Got a mail from an old classmate that revived memories of the good ol' joys of sinking in to your favourite ragged-at-the-edges sofa with a PG Wodehouse in hand. Set me thinking as to what was it that segmented PGW from the rest of the wordsmiths. Can't be humour alone, since there were several blokes who wrote in that genre and fell flat. Neither can it be just jugglery of words - he was undoubtedly a master at that. I guess what set him apart was his sheer depth of understanding of human psychology. He knew, to use a metaphor, where to hit. Rather than hit where it hurts the most, he hit where it elevated you the most. One would be left with this quaint feeling of helpless enjoyment, wanting to sink deeper and deeper into the quagmire that he would drag us into. No wonder, we fell for the maestro's masterful manipulation that made the mundane, magnificent.

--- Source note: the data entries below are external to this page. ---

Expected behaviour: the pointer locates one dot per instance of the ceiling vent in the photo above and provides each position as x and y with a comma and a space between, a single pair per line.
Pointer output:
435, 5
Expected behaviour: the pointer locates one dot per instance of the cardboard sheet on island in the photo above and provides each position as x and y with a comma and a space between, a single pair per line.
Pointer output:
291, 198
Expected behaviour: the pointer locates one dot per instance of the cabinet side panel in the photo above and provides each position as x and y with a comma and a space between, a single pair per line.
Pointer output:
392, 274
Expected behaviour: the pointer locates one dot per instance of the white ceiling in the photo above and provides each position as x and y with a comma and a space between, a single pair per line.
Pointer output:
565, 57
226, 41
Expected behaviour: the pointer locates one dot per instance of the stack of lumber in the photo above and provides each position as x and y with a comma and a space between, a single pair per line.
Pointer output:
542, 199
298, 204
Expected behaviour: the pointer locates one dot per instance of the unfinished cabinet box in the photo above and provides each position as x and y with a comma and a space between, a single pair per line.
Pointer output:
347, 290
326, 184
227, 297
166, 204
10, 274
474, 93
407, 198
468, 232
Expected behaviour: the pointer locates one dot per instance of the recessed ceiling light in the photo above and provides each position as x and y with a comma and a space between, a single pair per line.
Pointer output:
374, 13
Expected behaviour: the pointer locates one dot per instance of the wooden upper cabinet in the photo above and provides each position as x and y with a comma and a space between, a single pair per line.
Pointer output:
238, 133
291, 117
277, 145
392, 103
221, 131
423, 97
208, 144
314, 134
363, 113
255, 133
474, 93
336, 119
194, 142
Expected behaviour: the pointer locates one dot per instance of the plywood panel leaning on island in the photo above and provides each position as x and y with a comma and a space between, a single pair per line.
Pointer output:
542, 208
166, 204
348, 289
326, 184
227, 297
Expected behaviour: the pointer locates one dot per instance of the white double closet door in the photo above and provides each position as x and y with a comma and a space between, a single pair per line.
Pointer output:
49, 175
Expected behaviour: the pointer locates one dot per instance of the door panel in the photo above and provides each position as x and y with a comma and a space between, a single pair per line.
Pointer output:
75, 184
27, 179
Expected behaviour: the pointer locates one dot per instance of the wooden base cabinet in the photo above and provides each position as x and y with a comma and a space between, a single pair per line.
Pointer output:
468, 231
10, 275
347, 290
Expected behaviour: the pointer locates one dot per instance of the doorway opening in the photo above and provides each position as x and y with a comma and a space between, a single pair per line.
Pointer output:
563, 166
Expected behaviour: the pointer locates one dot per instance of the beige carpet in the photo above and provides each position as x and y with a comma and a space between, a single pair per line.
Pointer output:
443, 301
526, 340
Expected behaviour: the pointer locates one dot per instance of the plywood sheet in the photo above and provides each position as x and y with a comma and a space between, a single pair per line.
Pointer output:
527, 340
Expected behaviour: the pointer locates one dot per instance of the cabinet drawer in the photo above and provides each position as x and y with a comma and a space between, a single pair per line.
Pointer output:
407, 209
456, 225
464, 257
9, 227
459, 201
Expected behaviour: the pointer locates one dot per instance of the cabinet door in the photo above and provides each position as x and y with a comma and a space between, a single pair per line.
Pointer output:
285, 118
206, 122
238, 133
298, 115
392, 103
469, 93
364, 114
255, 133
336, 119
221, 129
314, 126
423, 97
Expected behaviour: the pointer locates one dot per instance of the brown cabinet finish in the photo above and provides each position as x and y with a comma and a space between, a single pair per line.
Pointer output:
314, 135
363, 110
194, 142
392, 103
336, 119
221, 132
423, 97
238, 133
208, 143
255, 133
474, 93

Incidentally, the Gruen Effect (or Transfer) refers to the psychological transformations that happen to a fairly natural individual when he/she visits a shopping mall. When a consumer enters a shopping mall, he/she is surrounded by an intentionally confusing layout that makes him/her lose track of his/ her original intentions. Spatial awareness of the surroundings play a key role, as does the surrounding sound and music. The effect of the transfer is marked by a slower walking pace, glazed eyes and slackening of the jaw. In short, the the moment when we forget what we came for and become impulse buyers. It's named after Victor Gruen (an Austrian architect) who modelled the first ever shopping mall. (courtesy wikipedia.com).
What Gruen is to malls, I guess, PGW is to books.